## Module submission header
### Submission preparation instructions 
_Completion of this header is mandatory, subject to a 2-point deduction to the assignment._ Only add plain text in the designated areas, i.e., replacing the relevant 'NA's. You must fill out all group member Names and Drexel email addresses in the below markdown list, under header __Module submission group__. It is required to fill out descriptive notes pertaining to any tutoring support received in the completion of this submission under the __Additional submission comments__ section at the bottom of the header. If no tutoring support was received, leave NA in place.
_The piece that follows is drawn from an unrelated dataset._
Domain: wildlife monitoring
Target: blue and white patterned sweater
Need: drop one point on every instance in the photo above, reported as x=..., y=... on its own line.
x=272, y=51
You may as well list other optional comments pertaining to the submission at bottom. _Any distruption of this header's formatting will make your group liable to the 2-point deduction._

### Module submission group
- Group member 1
    - Name: Mangesh Raut
    - Email: mbr63@drexel.edu
- Group member 2
    - Name: Josh Clark
    - Email: jc4577@drexel.edu
- Group member 3
    - Name: Mobin Rahimi
    - Email: mr3596@drexel.edu
- Group member 4
    - Name: Will Wu
    - Email: ww437@drexel.edu

### Additional submission comments
- Tutoring support received: NA
- Other (other): NA

# Assignment group 3: Probabilistic modeling and prediction

## Module B _(39 pts)_ Exploring conditional probability and prediction
In this section we're going to experiment with some recipes data again, which can be obtained from Kaggle:

- https://www.kaggle.com/kaggle/recipe-ingredients-dataset

As usual, they're also in the assignment's directory:

- `./data/train.json`

__B1.__ _(3 pts)_ To start, write a function called `read_recipies`, which takes a string argument called `path_to_recipes_json` that contains the path to a json file containing recipe data. The function should use the `json` package to load the data and then return `recipes`, which will be a list of dictionaries containing the converted json data.

(_Hint_: This function will be _very similar_ to the one you wrote for _A2 D1_.)

In [None]:
# B1:Function(3/3)

import json

def read_recipes(path_to_recipes_json):

    #--- Your code starts here
    recipes = json.load(open(path_to_recipes_json,"r"))
    #--- Your code ends here
    
    return recipes

To test your function, let's provide it with the path to the `train.json` data and print the first three recipes.

Your output should look like this:

```
{'id': 10259, 'cuisine': 'greek', 'ingredients': ['feta cheese crumbles', 'garlic', 'seasoning', 'grape tomatoes', 'black olives', 'garbanzo beans', 'pepper', 'purple onion', 'romaine lettuce']} 

{'id': 25693, 'cuisine': 'southern_us', 'ingredients': ['ground pepper', 'ground black pepper', 'vegetable oil', 'plain flour', 'thyme', 'salt', 'green tomatoes', 'milk', 'yellow corn meal', 'eggs', 'tomatoes']} 

{'id': 20130, 'cuisine': 'filipino', 'ingredients': ['butter', 'green chilies', 'cooking oil', 'chicken livers', 'pepper', 'salt', 'grilled chicken breasts', 'garlic powder', 'soy sauce', 'mayonaise', 'yellow onion', 'eggs']}
```

In [None]:
# B1:SanityCheck

recipes = read_recipes('./data/train.json')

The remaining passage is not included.